Vonnegut projects himself into the device of Billy Pilgrim, a gawkish, hapless citizen-soldier at the mercy of huge, implacable forces. Yet, in the book, Billy simultaneously lives a blessedly bourgeois post-war existence as a dentist in upstate New York. And also in a breeding pod-slash-zoo with a beautiful mate, the actress Montana Wildhack, on an alien planet. Billy went insane. But did he? Vonnegut writes "outside time" and imagines how alien beings in a string-theory universe would view the impersonal, mechanized brutality he experienced as a prisoner of war.

He was taken prisoner in the Battle of the Bulge and was a POW in Dresden when it was fire-bombed in World War Two; (he hated semi-colons, so I just used one). Slaughter-House Five was an animal slaughter house, a meat locker which served as a bomb shelter for his group of prisoners and their guards. No one else wanted to use it. Seven US POWs in Dresden survived, probably 150,000 Germans and POWs from other countries did not on that night, expiring by breathing superheated air, bursting into flames, or suffocation. That's what a fire-storm does, and Hiroshima and Nagasaki were not the single most lethal bombing attacks of that war. Dresden was. Vonnegut personally dug thousands of dead, rotting civilians out of the basements of that city, once considered the most beautiful in Europe, for weeks after its meaningless destruction. Old or young, he wasn't dumb, and he knew he had witnessed one of the greatest atrocities of his century.

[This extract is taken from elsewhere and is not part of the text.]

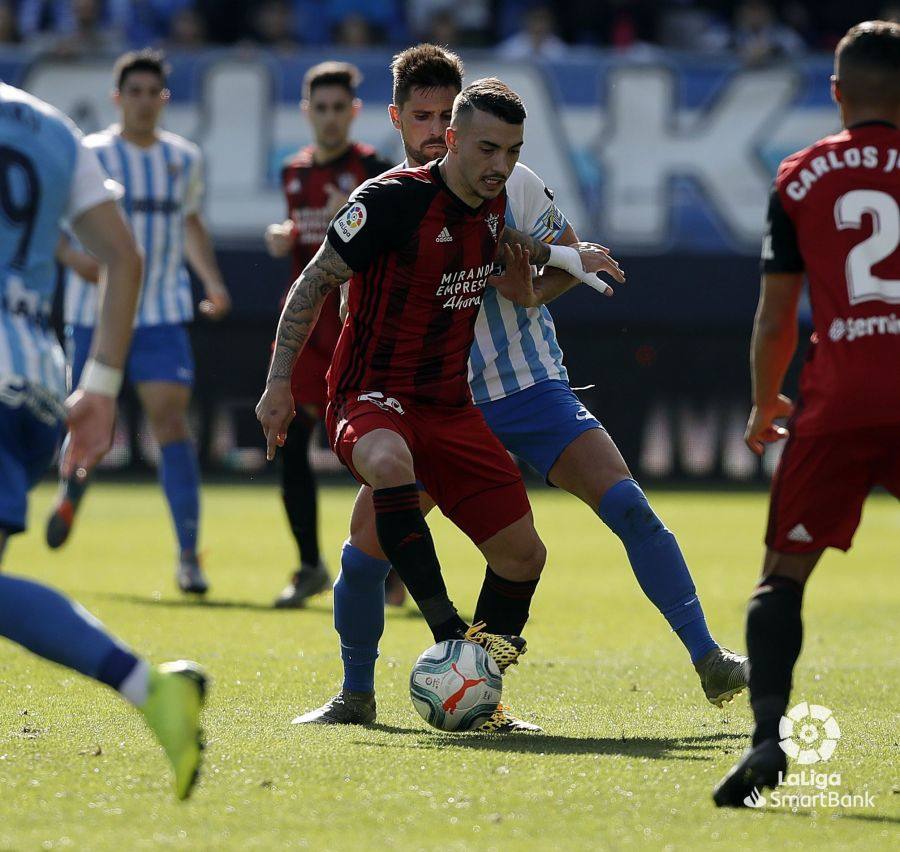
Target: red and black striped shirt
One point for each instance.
(421, 259)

In performing such grisly work, unendurable for most of us, I believe Mr. Vonnegut had to set his mind and senses aside in order to function, and whatever mental refuge he went to formed the kernel of his masterpiece. While digging and removing himself from the present, he may have determined to write an anti-war story unlike any other, one to stand the tests of all time as a lasting plea against industrial butchery and the looming dehumanization it presages. He succeeded. He triumphed. In writing the book, he freed his spirit from a culture based on aggression and also freed his body from the machines it makes for the task. He quit his job working in public relations at General Electric. And because of what he wrote, I did not go to war.

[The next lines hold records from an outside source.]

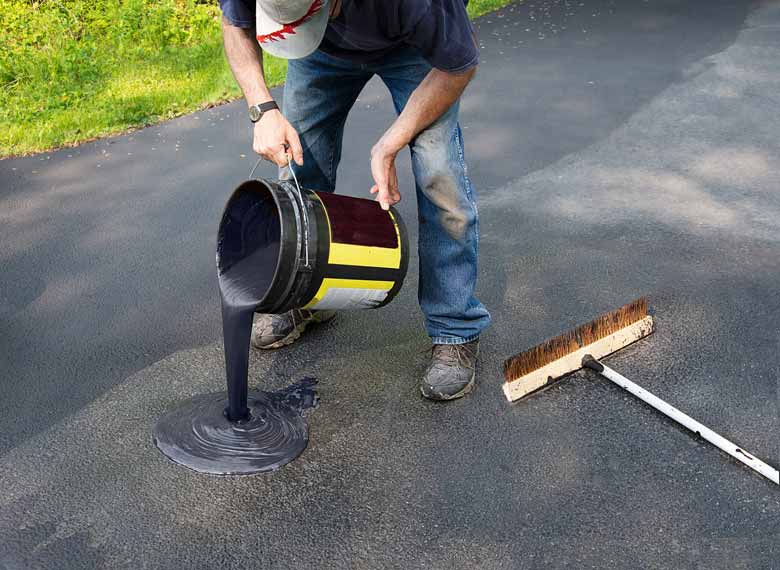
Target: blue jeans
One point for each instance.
(319, 92)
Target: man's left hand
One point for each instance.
(385, 177)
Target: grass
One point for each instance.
(75, 70)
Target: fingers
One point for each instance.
(295, 146)
(274, 138)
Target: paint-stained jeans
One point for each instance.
(319, 92)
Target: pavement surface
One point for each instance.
(619, 148)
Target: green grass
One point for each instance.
(74, 70)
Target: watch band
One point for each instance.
(256, 111)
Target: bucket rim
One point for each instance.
(259, 184)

2,000 years from now, when people study war (assuming we make it so long), Slaughter-House Five will remain. Slaughter-House Five resonates like a post-modern "Go tell the Spartans."
Vonnegut wrote many more books. All reflect his philosophies as a humanist and free-thinker, and all express the absurdities he saw in the machinations and the urges of humans to lie and steal in order to achieve dominion over others. He lived in an intellectually glorious world of wampeters, foma, and granfalloons, and he refused to stop thinking and speaking his mind. That is what I meant by very brave. He was a subversive of the ancient order, a culture-jammer extraordinaire, and quite a wampeter himself. That is to say, he was an object with its own gravitational field, which many un-related things could revolve around. He has taught and influenced writers from those as celebrated as John Irving to ones as unwashed as me. He was Morpheus. If you read him, and you got him, you had to choose between the red pill and the blue, and there's no going back once you do.

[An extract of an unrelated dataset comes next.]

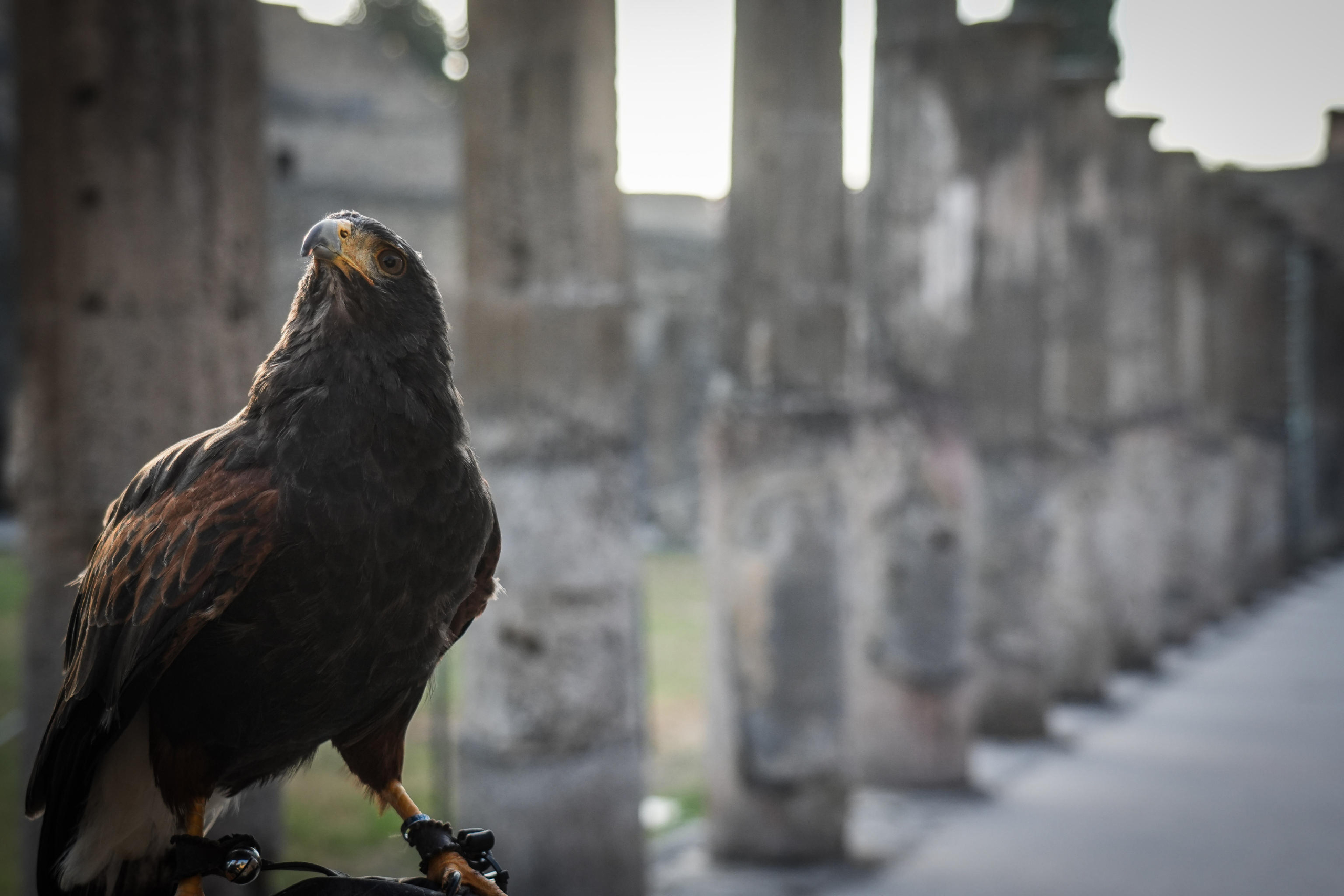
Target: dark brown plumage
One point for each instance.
(288, 578)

Dulce et decorum est pro patria mori. That's Horace, and the Latin is commonly translated in the West as, "Sweet and honorable it is to die for your country." Vonnegut knows translation well enough to have called bullshit on that spin. What it means is what it literally says: "It is sweet and proper to die for your fathers." I don't know who my father was. And even if I did, fatherhood is something you have to earn. This was a father who earned my love, and who gave me giant shoulders to ride upon.

1 comment:

Fleming said...

Marc, this is a wonderfully written review. I'm glad I'm able to read it belatedly, having only recently discovered your blog.